Methods: A dataset of 1,123 patients with ACS who underwent PCI was analyzed. After assigning 80% of instances to the training set through random splitting, we performed feature scaling and resampling with the synthetic minority over-sampling technique and Tomek link method. We compared two feature selection.
Methods: recursive feature elimination with cross-validation (RFECV) and selection by interventional cardiologists. We used five simple models: support vector machine (SVM), random forest, decision tree, logistic regression, and artificial neural network. The performance metrics were accuracy, recall, and the false-negative rate, measured with 10-fold cross-validation in the training set and validated in the test set.
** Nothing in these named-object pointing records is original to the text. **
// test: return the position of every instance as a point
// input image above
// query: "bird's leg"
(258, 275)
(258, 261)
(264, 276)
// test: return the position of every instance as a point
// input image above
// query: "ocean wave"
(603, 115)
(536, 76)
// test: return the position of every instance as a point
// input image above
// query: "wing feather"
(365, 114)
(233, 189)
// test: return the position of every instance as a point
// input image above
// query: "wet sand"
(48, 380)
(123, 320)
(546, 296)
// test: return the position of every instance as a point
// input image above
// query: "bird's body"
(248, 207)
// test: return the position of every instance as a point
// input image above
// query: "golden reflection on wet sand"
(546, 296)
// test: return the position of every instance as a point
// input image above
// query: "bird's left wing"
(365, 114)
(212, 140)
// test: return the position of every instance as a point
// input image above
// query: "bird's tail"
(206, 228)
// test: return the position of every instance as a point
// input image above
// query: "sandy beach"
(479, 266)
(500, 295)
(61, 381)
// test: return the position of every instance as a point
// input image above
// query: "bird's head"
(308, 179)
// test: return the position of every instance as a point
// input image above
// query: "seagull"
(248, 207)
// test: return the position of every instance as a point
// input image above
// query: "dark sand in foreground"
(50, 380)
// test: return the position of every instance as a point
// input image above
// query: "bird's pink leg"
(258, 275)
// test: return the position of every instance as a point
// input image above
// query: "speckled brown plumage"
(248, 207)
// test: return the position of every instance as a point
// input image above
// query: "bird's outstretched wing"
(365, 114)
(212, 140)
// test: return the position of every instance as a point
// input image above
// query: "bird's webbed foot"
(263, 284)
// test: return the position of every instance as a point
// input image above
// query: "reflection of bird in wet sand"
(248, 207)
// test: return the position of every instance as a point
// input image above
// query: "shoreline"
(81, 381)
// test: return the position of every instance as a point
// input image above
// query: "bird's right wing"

Results: Patients' mean age was 66.22 ± 12.88 years, and 33.63% had ST-elevation ACS. Fifteen of 34 features were selected as important with the RFECV method, while the experts chose 11 features. All models with feature selection by RFECV had higher accuracy than the models with expert-chosen features. In the training set, the random forest model had the highest accuracy (0.96 ± 0.01) and recall (0.97 ± 0.02). After validation in the test set, the SVM model displayed the highest accuracy (0.81) and a recall of 0.61.
Conclusions: Models with feature selection by RFECV had higher accuracy than those with feature selection by experts in identifying patients with ACS at high risk for in-hospital mortality.